The arrival of COVID-19 in their homes is so dangerous because the majority of communities throughout Latin America have poor access or none at all to health facilities. Also, indigenous peoples have a different immunology system for external diseases – and that explains, partially, the decimation when Europeans came to the continent 500 years ago – so that they should be totally protected from coronavirus exposure. Despite some initiatives, both governmental (such as the binational committee between Colombia and Peru) and from civil society (for example the Covid Mission, which provides free online health assistance to Brazilian indigenous), the response is not coordinated as it should be and the situation keeps worsening.

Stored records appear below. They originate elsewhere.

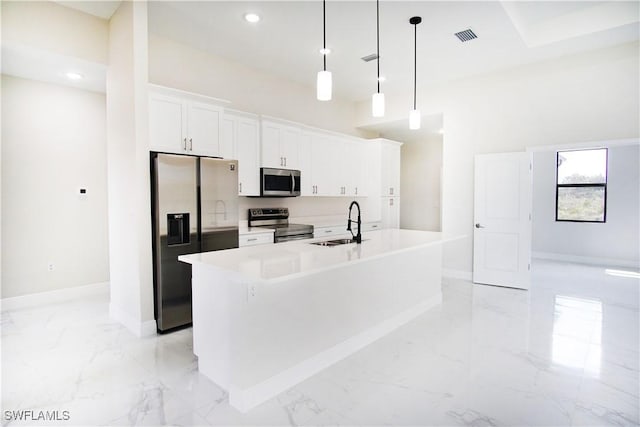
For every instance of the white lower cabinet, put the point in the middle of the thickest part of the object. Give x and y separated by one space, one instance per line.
390 212
254 239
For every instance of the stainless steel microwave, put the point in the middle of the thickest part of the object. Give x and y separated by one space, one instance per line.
279 182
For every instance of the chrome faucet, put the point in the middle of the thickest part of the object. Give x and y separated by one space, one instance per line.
358 237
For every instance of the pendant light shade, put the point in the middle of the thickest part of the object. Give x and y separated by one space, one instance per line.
414 119
414 115
324 81
324 84
377 105
377 100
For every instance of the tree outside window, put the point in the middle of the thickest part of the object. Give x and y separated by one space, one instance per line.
581 185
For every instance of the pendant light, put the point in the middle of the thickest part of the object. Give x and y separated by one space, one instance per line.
377 101
324 77
414 115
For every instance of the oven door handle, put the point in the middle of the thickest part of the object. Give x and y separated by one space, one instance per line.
292 238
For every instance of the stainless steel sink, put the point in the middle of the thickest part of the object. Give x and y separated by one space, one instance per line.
335 242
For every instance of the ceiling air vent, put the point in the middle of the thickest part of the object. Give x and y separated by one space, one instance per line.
466 35
369 58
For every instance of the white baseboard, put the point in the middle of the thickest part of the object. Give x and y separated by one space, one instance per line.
138 328
457 274
53 297
609 262
245 399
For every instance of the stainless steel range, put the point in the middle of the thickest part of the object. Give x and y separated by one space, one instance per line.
278 219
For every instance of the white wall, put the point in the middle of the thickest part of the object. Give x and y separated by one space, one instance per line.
614 242
585 97
54 28
420 183
53 143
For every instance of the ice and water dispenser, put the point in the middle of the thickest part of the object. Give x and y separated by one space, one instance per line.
177 229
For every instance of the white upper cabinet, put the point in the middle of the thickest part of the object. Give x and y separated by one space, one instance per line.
167 124
181 124
280 145
355 169
325 157
305 159
241 136
390 212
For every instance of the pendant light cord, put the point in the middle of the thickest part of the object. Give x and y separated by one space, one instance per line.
415 62
324 35
378 39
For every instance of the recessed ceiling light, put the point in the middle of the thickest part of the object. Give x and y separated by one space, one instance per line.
74 76
251 17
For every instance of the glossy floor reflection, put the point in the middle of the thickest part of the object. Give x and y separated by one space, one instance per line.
564 353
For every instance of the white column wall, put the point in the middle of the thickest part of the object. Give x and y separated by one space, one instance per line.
128 170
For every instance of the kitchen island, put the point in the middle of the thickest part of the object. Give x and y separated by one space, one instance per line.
267 317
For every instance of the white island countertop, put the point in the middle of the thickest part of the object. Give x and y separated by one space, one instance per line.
284 261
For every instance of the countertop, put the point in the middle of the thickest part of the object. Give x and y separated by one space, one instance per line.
316 221
272 263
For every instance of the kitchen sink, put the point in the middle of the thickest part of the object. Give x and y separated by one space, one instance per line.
335 242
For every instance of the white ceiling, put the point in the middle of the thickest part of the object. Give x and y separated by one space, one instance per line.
99 8
286 41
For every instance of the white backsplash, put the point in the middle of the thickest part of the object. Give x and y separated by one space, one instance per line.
310 206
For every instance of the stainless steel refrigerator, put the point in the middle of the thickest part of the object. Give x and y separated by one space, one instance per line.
194 209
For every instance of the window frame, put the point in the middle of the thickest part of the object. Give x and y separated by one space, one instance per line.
583 185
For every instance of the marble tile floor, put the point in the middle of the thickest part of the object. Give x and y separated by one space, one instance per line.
564 353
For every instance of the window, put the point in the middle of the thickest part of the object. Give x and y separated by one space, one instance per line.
581 185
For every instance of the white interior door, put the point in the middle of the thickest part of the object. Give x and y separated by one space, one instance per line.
502 220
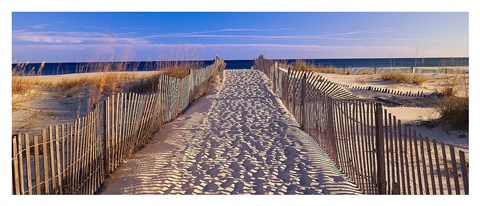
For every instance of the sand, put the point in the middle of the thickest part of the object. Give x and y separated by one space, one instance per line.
44 106
411 110
237 140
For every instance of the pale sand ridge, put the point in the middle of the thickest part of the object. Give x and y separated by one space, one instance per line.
240 140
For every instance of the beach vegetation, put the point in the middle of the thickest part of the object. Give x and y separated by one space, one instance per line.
454 113
399 77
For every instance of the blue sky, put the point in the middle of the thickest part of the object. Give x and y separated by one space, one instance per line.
93 36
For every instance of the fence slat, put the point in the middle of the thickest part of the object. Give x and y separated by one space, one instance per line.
59 170
20 159
52 160
463 167
430 163
37 165
424 167
45 161
454 168
16 178
29 164
439 172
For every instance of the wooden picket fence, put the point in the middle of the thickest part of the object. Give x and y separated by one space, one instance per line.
65 159
75 159
392 91
379 153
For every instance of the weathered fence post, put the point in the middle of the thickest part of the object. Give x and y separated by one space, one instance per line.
380 150
105 136
303 100
287 88
274 79
330 129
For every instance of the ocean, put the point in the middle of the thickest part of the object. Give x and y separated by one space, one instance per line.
80 67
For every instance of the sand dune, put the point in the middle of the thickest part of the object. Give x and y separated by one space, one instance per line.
238 140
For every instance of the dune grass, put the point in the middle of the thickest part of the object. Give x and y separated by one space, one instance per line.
399 77
454 113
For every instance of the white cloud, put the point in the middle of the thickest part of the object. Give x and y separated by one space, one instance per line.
98 52
73 38
39 26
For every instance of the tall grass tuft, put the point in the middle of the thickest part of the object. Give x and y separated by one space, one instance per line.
454 113
399 77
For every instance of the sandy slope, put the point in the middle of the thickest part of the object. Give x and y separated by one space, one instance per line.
247 143
412 110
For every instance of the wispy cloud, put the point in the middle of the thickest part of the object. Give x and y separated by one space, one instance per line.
186 34
370 31
74 37
39 26
75 52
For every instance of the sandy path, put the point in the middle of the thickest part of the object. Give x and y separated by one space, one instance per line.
246 143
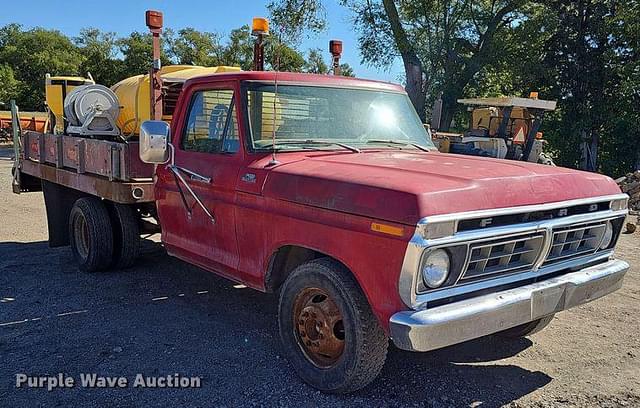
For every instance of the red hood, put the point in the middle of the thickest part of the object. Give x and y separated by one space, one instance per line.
406 186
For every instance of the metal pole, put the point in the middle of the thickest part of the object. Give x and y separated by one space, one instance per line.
15 129
258 53
335 48
154 23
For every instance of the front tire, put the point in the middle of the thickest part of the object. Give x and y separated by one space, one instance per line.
328 331
90 234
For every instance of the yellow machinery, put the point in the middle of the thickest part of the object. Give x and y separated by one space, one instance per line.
505 128
133 94
56 89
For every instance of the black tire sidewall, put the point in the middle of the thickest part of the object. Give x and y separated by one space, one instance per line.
126 235
100 245
326 379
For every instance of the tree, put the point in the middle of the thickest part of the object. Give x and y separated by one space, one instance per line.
239 49
32 54
281 57
137 50
315 63
9 86
194 47
99 50
442 44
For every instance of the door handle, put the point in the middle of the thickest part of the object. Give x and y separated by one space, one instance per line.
194 176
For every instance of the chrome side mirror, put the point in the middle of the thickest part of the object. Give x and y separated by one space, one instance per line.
154 141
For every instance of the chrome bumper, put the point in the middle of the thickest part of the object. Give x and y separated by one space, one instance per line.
442 326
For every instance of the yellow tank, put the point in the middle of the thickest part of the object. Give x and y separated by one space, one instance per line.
490 118
133 93
56 89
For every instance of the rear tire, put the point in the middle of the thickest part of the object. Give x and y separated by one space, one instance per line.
126 235
338 345
91 234
526 329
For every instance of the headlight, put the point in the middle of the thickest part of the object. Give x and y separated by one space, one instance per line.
435 268
620 204
608 236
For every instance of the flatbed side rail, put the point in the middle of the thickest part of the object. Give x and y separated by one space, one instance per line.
102 168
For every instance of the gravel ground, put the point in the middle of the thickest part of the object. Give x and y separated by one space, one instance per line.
165 316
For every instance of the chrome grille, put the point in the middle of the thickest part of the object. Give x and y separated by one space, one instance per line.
574 241
504 255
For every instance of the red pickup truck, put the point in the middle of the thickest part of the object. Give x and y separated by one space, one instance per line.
329 191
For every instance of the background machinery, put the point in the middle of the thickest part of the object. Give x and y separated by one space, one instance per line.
504 128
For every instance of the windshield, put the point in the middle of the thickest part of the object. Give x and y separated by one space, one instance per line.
314 117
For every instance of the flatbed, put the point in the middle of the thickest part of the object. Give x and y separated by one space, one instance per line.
102 168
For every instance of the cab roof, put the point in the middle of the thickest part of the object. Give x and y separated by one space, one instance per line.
297 79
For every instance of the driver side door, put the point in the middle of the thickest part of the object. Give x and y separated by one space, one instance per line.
197 212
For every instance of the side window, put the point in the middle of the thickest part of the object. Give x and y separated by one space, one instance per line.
211 123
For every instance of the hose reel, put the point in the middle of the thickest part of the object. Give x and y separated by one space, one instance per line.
92 110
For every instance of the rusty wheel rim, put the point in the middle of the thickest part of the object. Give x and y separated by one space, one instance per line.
319 327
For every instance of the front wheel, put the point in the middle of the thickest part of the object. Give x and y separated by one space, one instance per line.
328 331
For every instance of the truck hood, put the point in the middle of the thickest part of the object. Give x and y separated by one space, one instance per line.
404 187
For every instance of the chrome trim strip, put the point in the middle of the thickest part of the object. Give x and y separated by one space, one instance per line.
518 210
468 319
409 274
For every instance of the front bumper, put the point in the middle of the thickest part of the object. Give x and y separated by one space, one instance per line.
442 326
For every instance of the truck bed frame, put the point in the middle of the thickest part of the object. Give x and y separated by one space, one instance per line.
110 170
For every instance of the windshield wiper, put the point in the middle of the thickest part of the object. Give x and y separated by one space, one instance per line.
398 142
314 142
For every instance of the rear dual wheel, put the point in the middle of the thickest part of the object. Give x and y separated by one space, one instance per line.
328 331
103 236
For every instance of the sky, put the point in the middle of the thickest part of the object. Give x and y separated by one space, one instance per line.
123 17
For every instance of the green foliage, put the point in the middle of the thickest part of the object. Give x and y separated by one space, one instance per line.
9 86
239 49
31 54
99 50
27 55
583 54
193 47
315 62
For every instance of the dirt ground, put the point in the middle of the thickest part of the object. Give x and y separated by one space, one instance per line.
165 316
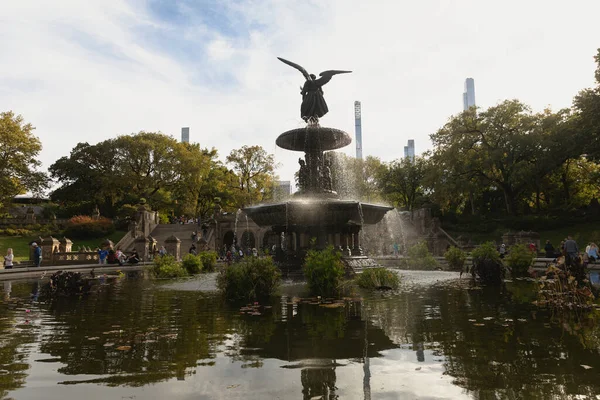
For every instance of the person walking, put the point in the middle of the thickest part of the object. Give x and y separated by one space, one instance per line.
8 259
571 251
37 254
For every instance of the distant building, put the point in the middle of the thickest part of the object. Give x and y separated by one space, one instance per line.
358 129
185 135
409 150
282 190
469 94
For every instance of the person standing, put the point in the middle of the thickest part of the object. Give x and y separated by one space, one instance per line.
8 259
37 254
549 249
571 251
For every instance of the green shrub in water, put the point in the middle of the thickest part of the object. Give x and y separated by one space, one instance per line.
519 259
378 278
209 260
420 257
167 267
487 265
192 264
456 258
324 271
252 278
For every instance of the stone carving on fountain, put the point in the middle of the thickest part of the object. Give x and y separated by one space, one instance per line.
316 217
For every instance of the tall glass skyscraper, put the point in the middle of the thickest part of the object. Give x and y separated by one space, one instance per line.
358 129
185 135
469 94
409 151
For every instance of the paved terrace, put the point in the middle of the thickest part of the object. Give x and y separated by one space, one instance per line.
20 272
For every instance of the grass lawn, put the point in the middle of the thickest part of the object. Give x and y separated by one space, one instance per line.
582 233
20 246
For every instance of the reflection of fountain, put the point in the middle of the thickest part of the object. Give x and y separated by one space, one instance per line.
316 217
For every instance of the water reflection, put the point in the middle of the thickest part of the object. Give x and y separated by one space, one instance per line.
448 340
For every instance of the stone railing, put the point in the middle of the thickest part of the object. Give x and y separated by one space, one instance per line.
72 258
22 222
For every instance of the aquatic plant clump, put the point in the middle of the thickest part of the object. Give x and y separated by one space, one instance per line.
167 267
209 260
558 289
192 264
251 279
66 283
519 260
378 278
324 271
456 258
487 265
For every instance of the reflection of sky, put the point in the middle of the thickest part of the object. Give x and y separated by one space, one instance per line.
392 377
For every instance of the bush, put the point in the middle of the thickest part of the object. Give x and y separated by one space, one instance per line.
519 259
192 264
84 227
209 260
378 278
167 267
455 258
420 257
324 271
251 279
487 265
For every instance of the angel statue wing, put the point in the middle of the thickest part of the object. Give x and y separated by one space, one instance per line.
326 76
298 67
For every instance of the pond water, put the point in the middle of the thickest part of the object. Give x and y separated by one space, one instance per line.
437 338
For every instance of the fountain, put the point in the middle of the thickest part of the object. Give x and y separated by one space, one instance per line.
316 217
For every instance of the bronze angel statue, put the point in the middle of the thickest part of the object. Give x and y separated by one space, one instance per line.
313 103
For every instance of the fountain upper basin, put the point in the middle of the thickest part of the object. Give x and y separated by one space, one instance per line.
313 138
317 212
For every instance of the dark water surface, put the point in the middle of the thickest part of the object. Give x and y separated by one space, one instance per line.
436 338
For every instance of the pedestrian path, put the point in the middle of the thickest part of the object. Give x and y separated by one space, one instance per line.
32 272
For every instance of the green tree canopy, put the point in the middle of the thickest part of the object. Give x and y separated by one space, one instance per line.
255 172
18 159
124 170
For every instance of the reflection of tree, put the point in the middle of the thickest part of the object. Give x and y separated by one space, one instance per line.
167 333
13 353
318 382
516 354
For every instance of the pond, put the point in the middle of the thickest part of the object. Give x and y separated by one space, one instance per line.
438 337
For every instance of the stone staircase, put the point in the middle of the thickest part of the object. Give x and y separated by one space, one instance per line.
183 232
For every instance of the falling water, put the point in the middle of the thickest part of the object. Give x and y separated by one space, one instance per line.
237 217
247 233
361 233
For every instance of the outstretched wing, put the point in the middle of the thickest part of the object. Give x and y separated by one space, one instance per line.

In Brazil, the disease goes each time more into tribes carried by thousands of miners and loggers currently exploring Amazon. Considering the inaction of federal government, the photographer Sebastião Salgado has launched an online petition to denounce the ongoing genocide: “We have created an appeal to three powers [executive, legislative and judicial], we bought media space, because we believe there is a genocide, that is, an elimination of ethnicities and their culture,” he said during an Oxfam Brazil livestream. Salgado mentions that there is some help coming from other instances, such as the Supreme Court, for example, but underlines that “if there is no state protection, the genocide is authorized.”
Sonia Guajajara corroborates Salgado’s speech. She affirms that COVID-19 is not alone as a threat: “the pandemic came and reaffirmed many inequality situations, and in our case it deepened the violence and attacks we have been suffering historically.”